Rusal is the main company in the En+ Group, which includes energy and metals companies. Russia is the world's second-largest producer of aluminum, along with India, and Rusal largely dominates the market for low-carbon aluminum. Roman Andryushin, who oversees Rusal's sales and marketing, discussed the company's plan to leverage low-carbon products in Asia with Nikkei.
Producing 1 ton of Rusal aluminum creates 2.4 tons of carbon dioxide emissions, according to Andryushin, one-fifth the global average. In addition to increasing its use of renewable hydroelectric power, the company hopes to further cut its greenhouse gas emissions by procuring low-carbon raw materials, recycling and developing new technologies that emit oxygen rather then CO2 in the refining process.

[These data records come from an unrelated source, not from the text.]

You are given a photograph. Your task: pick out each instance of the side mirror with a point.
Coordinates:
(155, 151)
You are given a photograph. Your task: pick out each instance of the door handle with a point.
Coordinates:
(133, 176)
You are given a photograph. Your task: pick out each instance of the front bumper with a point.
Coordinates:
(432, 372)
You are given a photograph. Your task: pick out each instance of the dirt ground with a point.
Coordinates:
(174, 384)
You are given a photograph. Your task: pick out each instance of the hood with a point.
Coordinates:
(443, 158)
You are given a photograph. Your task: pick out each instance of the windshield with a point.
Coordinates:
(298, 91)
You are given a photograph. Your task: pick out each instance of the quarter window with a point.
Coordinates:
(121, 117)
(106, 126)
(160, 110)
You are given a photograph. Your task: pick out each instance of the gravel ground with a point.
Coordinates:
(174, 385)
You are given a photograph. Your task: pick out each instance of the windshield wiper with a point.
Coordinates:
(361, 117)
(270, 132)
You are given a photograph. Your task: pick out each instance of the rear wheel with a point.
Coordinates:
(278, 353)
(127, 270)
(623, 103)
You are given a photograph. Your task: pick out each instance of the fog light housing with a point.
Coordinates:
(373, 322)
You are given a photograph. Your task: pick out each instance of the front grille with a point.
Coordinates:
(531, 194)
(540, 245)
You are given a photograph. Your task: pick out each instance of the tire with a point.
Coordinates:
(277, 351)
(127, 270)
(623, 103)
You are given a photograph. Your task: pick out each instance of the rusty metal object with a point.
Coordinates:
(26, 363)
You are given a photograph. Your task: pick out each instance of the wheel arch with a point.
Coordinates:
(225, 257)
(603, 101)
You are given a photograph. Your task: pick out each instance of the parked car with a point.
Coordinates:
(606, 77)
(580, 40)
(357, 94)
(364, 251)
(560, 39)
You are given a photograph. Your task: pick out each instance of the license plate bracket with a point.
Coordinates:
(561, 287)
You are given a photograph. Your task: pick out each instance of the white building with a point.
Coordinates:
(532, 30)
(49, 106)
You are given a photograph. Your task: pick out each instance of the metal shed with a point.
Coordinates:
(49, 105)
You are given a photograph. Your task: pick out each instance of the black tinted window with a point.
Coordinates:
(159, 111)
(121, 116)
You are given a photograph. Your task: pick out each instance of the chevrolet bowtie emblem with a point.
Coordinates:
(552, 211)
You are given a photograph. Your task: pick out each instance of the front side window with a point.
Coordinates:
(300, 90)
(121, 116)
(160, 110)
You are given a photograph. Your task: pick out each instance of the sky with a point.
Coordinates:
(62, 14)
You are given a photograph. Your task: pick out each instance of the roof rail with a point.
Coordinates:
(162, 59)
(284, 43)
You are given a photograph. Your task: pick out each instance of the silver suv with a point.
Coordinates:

Demand for low-carbon products in the field of aluminum materials is growing among companies in Asia, Europe and the U.S. In response, Rusal has set a goal of reducing its greenhouse gas emissions by at least 35% from 2018 levels by 2030, and making its operations carbon neutral by 2050.
With decarbonization becoming an increasingly urgent issue, Rusal expects to develop more business in Asia by promoting its low-carbon aluminum products. In February it inked deals to supply low-carbon aluminum to Japanese and Taiwanese companies.
Rusal will become a "preferred supplier" to Japan's Kosei Aluminum, which makes aluminum wheels and other auto parts. That means Kosei will give Rusal priority when choosing suppliers of low-carbon, high-quality aluminum.
The Russian company has also formed a partnership with Taiwan Hodaka to provide it with low-carbon aluminum. In addition to cooperating in the production of new low-carbon products, Rusal will be able to evaluate and track the energy source of the aluminum used in Hodaka's bicycles, cars, household appliances and other products. The products "will meet the needs of end users, who are becoming more conscious about environmental protection," Rusal says.
Rusal accounts for 20% to 25% of Japan's aluminum imports, according to Andryushin, and the company wants to raise that share to 35%. The Japanese government hopes to achieve carbon neutrality by 2050, and demand for low-carbon aluminum from Japanese companies is expected to grow.
Andryushin also noted the aluminum market in China will grow rapidly, and Rusal wants to increase its share of the Chinese market from 10% at present. The company is also optimistic about other Asian markets, including Malaysia, Vietnam and Thailand.
Rusal will soon have its new main plant in Tayshet, in eastern Siberia, up and running. The facility will have a capacity of 430,000 tons of aluminum per year. "The geographic proximity to Asia will enable us to quickly and efficiently supply aluminum products to the largest and most promising markets," the company says.